(b. 1528, Verona, d. 1588, Venezia)

St Anthony Preaching to the Fish

c. 1580
Oil on canvas, 104 x 150 cm
Galleria Borghese, Rome

Connected with Veronese's late output, the work has several times been ascribed to the artist's workshop on the grounds of the greater simplicity of the composition, wholly dominated by brownish tones. In fact the artist has taken an original approach to the composition with the sweeping seascape that characterizes the entire scenes; the gulf on the left is balanced on the right by the figures of the saint and the bystanders, arranged on parallel planes and along a diagonal that indicates the depth of the space in which they move. The Franciscan saint, holding the traditional white lily, is represented standing on a tongue of land, preaching and pointing at the sea, where we can see the fish that have risen to the surface to hear his words.
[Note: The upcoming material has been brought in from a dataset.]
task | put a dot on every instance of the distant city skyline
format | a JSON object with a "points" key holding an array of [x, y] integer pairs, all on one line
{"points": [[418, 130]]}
Anthony towers over the others; the pose, expressing the passion of his oratory, recalls that of many of Veronese's figures. His gesture, which serves to articulate the downward slope of the scene toward the edge, is echoed by the figures seen from the back, both the one in the middle, in a Manneristic attitude, and that of the Oriental in the foreground. The figures wearing turbans - as was customary in the art of Venice - render the sacred content of the representation "ecumenical."